Vergebens müh' ich mich, sie zu vergessen

Und durch Vernunft die Leidenschaft zu bannen ...«

sang er und setzte sich verträumt auf den Sessel; doch dann sprang er plötzlich auf und begann sich den Staub von den Kleidern zu klopfen.

»Wie staubig es bei Ihnen überall ist!« sagte er.

»Das ist alles Sachars Schuld!« klagte Oblomow.

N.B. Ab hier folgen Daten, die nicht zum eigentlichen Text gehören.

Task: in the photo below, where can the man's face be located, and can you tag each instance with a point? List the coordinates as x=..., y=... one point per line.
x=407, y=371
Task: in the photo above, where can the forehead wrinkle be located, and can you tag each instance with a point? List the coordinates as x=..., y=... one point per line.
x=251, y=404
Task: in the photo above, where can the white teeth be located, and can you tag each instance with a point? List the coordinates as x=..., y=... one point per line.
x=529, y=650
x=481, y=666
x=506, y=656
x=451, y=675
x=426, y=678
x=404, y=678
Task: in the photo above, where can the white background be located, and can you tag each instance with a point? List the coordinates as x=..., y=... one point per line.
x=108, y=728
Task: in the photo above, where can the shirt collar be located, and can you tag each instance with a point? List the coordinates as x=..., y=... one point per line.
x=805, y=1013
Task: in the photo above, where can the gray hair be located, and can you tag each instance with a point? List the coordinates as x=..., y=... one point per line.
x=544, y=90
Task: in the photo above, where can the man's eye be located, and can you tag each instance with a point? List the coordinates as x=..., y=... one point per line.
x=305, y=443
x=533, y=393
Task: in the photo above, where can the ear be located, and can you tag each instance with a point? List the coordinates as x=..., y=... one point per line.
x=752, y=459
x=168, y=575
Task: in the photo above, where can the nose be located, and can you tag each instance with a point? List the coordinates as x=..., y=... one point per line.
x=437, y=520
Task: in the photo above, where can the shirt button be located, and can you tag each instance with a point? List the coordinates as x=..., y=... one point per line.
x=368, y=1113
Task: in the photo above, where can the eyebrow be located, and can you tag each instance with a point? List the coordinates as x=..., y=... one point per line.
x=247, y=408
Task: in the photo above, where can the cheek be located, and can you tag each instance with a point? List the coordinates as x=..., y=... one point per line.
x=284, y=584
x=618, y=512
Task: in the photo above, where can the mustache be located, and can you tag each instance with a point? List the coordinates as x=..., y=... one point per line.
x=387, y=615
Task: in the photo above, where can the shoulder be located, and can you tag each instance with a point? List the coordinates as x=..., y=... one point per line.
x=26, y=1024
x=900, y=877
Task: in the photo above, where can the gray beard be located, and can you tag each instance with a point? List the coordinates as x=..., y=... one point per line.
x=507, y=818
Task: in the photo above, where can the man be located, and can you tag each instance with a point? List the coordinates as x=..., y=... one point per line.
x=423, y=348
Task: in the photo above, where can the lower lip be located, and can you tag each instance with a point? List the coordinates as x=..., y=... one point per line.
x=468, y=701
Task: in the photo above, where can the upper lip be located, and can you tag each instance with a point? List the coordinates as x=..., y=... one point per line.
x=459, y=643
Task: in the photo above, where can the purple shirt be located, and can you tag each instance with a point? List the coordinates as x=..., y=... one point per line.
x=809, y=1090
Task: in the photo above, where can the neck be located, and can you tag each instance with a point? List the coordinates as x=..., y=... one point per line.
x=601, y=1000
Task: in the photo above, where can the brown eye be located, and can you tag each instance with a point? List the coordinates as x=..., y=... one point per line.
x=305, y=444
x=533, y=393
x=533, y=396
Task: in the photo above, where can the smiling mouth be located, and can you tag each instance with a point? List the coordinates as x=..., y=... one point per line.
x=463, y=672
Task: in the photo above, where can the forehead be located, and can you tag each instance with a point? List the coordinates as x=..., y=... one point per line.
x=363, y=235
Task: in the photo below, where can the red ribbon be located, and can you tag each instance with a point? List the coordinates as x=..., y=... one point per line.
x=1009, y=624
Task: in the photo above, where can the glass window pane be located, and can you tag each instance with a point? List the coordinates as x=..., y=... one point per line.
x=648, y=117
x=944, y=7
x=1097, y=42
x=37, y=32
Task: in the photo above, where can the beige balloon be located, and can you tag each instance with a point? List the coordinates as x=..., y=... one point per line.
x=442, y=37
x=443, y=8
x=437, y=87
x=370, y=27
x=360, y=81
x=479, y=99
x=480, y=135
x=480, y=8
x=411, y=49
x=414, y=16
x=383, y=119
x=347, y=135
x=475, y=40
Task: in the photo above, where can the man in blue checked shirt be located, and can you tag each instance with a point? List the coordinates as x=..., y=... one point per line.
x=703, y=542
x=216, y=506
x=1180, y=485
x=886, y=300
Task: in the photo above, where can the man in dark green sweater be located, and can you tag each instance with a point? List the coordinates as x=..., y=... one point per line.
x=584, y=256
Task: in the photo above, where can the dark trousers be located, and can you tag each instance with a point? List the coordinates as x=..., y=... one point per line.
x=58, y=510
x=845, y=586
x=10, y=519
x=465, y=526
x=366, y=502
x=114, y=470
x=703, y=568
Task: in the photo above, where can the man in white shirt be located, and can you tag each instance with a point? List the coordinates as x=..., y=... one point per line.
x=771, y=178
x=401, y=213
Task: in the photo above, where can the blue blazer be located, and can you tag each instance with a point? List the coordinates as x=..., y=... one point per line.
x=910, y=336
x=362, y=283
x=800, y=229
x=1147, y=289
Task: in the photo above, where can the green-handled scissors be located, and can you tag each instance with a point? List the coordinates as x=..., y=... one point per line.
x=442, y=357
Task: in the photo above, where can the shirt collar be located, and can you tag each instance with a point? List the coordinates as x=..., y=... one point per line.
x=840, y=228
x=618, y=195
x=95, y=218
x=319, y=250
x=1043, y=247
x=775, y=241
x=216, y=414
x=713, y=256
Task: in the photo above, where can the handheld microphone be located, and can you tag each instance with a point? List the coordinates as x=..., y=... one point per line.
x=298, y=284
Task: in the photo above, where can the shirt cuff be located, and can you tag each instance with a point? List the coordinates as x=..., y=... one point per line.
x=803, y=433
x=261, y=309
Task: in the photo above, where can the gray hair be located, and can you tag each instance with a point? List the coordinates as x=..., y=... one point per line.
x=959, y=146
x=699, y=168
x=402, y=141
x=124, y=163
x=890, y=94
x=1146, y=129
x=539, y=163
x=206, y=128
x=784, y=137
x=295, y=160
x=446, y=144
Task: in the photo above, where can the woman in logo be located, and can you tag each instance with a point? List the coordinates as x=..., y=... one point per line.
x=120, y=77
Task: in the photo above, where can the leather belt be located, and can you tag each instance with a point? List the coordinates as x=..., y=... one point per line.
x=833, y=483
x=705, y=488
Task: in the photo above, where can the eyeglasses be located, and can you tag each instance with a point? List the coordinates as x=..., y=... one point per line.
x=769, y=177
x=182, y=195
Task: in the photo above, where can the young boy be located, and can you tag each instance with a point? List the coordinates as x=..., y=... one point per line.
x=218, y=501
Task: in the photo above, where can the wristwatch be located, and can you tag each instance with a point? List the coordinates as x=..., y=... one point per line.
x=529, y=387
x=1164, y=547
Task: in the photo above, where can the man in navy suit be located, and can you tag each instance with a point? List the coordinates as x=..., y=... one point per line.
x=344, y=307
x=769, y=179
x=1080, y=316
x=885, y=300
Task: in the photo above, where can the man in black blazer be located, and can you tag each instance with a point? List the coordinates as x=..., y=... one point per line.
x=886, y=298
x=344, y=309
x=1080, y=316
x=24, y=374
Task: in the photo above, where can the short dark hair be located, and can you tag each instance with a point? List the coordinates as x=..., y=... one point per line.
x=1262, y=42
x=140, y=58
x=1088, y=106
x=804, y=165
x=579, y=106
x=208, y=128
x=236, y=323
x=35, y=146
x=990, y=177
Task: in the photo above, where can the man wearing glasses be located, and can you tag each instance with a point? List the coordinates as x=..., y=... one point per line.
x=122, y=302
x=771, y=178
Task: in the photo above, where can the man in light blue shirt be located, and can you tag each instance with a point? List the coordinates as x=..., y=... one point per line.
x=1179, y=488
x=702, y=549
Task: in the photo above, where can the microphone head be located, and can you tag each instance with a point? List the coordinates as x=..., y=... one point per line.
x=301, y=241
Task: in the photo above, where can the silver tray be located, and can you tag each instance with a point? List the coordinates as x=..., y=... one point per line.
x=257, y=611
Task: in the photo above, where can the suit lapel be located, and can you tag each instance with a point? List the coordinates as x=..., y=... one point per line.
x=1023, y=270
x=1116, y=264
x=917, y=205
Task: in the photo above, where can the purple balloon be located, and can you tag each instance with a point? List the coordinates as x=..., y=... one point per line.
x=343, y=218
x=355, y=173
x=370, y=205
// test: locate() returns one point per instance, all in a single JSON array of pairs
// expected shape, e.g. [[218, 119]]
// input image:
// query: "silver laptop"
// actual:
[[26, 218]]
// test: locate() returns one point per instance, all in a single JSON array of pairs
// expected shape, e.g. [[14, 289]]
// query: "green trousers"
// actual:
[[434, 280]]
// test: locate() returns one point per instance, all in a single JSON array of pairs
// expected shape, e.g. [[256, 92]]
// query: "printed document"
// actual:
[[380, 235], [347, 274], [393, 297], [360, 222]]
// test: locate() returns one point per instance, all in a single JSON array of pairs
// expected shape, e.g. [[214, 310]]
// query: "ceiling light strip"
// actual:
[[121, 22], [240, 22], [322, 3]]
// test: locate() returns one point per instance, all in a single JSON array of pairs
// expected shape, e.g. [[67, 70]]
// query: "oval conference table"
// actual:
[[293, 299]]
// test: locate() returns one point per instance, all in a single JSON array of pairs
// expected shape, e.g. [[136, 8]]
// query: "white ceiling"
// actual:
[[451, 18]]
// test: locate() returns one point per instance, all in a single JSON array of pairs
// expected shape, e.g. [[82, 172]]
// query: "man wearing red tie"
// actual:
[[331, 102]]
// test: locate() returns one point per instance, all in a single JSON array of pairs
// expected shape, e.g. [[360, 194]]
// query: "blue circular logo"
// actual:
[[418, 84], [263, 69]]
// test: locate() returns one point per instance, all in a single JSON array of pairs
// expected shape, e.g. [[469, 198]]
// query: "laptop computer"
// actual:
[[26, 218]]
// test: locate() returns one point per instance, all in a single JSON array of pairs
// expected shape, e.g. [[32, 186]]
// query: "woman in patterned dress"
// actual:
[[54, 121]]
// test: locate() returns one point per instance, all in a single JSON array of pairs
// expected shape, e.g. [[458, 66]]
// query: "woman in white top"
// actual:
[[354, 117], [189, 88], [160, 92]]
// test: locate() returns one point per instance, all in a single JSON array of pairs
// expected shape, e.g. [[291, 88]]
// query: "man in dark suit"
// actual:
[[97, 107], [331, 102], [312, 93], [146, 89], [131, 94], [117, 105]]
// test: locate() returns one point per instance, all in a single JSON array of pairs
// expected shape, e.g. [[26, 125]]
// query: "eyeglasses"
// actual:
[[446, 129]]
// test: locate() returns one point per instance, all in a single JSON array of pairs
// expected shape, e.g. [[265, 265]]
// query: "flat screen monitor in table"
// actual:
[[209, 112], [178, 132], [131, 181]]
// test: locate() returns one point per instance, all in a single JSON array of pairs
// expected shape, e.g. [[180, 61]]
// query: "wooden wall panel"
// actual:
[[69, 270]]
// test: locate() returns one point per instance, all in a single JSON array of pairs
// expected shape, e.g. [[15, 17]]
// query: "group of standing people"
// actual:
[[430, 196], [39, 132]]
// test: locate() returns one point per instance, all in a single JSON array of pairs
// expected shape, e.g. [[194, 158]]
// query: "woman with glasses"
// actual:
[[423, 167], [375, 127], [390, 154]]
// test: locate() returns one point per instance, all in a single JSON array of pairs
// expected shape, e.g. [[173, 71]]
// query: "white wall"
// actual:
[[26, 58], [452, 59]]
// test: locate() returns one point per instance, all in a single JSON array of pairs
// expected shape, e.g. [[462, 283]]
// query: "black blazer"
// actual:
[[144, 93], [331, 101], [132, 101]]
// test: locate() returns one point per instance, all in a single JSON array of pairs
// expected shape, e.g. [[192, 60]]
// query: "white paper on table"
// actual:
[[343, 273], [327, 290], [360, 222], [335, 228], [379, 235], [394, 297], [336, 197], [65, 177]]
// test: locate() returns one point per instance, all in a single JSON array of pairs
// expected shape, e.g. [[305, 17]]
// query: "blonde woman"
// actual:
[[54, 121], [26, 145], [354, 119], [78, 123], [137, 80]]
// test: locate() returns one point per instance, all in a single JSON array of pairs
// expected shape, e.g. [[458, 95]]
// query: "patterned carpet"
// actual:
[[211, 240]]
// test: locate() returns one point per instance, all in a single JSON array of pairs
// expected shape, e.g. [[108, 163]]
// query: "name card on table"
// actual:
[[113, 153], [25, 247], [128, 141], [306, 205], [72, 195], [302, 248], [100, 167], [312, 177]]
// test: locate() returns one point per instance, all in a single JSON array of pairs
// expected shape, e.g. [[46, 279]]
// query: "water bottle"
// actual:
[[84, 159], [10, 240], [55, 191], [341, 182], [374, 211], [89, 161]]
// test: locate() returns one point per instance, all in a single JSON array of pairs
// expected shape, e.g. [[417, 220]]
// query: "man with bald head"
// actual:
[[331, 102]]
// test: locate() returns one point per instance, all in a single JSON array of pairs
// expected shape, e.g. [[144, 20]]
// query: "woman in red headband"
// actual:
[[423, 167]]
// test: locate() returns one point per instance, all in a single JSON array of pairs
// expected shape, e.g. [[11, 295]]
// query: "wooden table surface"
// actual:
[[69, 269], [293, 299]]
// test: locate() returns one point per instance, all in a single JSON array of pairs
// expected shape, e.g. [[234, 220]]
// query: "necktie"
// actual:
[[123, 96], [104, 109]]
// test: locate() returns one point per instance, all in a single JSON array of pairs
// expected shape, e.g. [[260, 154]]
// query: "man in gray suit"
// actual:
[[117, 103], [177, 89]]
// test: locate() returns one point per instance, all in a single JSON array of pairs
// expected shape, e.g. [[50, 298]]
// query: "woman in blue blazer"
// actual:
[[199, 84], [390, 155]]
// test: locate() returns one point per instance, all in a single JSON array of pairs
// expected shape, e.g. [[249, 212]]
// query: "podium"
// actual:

»Nun, ich muß gehen!« sagte Wolkow, »ich habe noch für Mischa ein Bukett Kamelien zu besorgen. Au revoir!«

»Kommen Sie abends nach dem Ballett Tee trinken, Sie werden mir erzählen, wie es dort zugegangen ist«, lud Oblomow ein.

»Ich kann nicht, ich habe den Mussinskys versprochen, hinzukommen, heute ist bei ihnen Jour. Kommen Sie auch! Wenn Sie wollen, stelle ich Sie vor!«

»Nein, was soll ich dort anfangen?«

»Bei den Mussinskys? Aber ich bitte Sie, dorthin kommt ja die halbe Stadt. Was man dort anfangen soll? Das ist ein Haus, in dem über alles gesprochen wird ...«

»Das ist ja das Langweilige, daß über alles gesprochen wird«, sagte Oblomow.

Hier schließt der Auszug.